Wir fordern die konsequente Unterstützung derjenigen ein, die sich der Durchsetzung der Interessen von Arbeitnehmern verschrieben haben: der Gewerkschaftsvertreter. Über Jahre wurden von diesen die Probleme in den Raumschießanlagen schweigend zur Kenntnis genommen. Man kann hier unterstellen, dass sie ihre wichtigste Aufgabe, nämlich sich für die Wahrung und Förderung von Arbeitsbedingungen im Interesse ihrer Mitglieder einzusetzen, nicht oder nicht im ausreichenden Maße wahrgenommen haben.


Wir erinnern all diejenigen, die sich öffentlich deutlich dafür positioniert haben, dass die Schießstandaffäre einer umfänglichen Aufarbeitung bedarf - sei es durch einen Sonderermittler, einen Untersuchungsausschuss oder in bestehenden Gremien - , an ihre Aussagen: die Politiker. Am Anfang der massiven Verstöße gegen das Arbeitsschutzrecht standen politische Entscheidungen des Berliner Senats. In der Folge versäumten es Innenpolitiker, den deutlichen Hinweisen über die bestehenden Gesundheitsgefahren und ihren Verpflichtungen als gewählte Volksvertreter im ausreichenden Maße nachzugehen. Die bisherigen parlamentarischen Maßnahmen sind unzureichend und können nicht als abschließende Aufarbeitung angesehen werden.

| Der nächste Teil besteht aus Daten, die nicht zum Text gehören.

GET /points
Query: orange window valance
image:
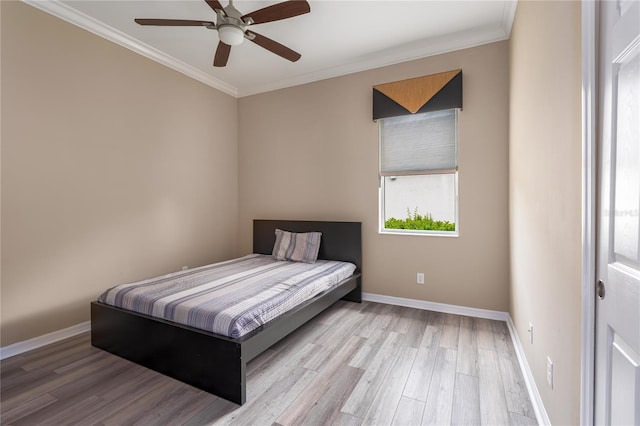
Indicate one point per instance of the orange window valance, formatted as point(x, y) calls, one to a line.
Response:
point(416, 95)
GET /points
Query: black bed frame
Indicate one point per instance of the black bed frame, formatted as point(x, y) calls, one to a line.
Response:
point(213, 362)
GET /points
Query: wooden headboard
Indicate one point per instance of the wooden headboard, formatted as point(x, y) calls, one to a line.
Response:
point(340, 240)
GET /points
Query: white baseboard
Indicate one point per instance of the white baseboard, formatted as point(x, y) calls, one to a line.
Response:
point(534, 395)
point(47, 339)
point(438, 307)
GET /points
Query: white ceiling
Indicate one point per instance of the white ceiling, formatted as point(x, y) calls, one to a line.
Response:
point(338, 37)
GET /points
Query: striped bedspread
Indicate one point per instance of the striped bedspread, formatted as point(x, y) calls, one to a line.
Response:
point(232, 297)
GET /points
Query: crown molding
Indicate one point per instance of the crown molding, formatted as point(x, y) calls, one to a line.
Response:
point(66, 13)
point(410, 51)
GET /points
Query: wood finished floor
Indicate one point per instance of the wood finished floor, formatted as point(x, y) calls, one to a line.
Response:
point(369, 364)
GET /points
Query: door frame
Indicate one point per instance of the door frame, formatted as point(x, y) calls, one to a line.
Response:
point(590, 24)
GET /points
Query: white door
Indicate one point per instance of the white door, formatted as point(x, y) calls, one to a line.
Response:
point(617, 371)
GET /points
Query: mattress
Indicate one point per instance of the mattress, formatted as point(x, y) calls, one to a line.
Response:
point(230, 298)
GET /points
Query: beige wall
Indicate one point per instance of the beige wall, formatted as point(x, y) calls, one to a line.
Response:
point(545, 187)
point(114, 168)
point(311, 152)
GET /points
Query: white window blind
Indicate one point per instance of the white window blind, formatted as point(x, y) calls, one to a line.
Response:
point(419, 143)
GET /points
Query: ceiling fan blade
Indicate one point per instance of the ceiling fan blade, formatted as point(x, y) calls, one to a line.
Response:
point(175, 22)
point(274, 46)
point(222, 55)
point(276, 12)
point(215, 5)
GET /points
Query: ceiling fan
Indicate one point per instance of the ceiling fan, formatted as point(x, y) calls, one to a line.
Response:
point(232, 27)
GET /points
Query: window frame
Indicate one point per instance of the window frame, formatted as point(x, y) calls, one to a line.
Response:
point(381, 191)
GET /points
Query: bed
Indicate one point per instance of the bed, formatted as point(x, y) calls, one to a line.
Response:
point(214, 362)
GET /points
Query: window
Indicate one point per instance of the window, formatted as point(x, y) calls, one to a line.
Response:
point(419, 173)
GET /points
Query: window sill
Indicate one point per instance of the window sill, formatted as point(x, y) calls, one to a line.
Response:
point(418, 233)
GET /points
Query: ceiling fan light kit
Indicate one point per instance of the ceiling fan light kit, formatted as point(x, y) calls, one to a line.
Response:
point(231, 35)
point(232, 27)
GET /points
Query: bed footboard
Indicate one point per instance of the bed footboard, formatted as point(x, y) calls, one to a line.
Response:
point(204, 360)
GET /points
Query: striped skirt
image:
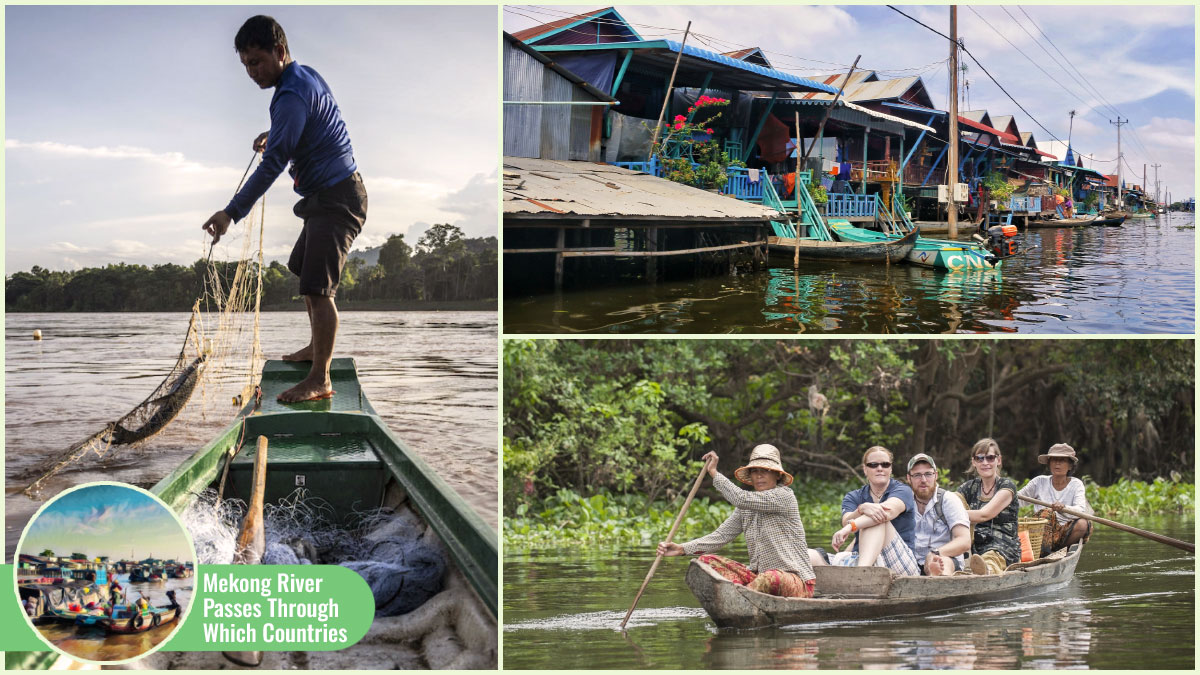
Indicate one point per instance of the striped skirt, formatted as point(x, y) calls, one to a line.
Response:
point(771, 581)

Wir wünschen uns von den Berliner Medien ein offenes Ohr auch in Zeiten, in denen andere Themen die Menschen beinahe täglich neu in Angst und Schrecken versetzen. Corona, Rassismus, Extremismus... Die Schießstandaffäre ist in vielerlei Hinsicht eine weitere Berichterstattung wert. Ein sich hinziehendes Strafverfahren gegen ehemalige Polizeiführungen. Bislang ausgebliebene Disziplinarverfahren gegen eben diese. Eine mangelhafte Umsetzung des Ausgleichsfonds Schießanlagen, durch die betroffene Dienstkräfte eher verhöhnt als tatsächlich angemessen für ihre erduldeten Belastungen auf maroden Schießständen entschädigt wurden. Eine sich hinziehende Bearbeitung angezeigter Dienstunfälle, bei denen erste Ablehnungen u.a. auf die Nichteinhaltung vorgeschriebener Anzeigefristen abzielen, die aufgrund jahrelangen Verschweigens und Vertuschens nicht eingehalten werden konnten. 

Wir geben nicht nach und erst recht nicht auf! Wir kämpfen und arbeiten hart weiter!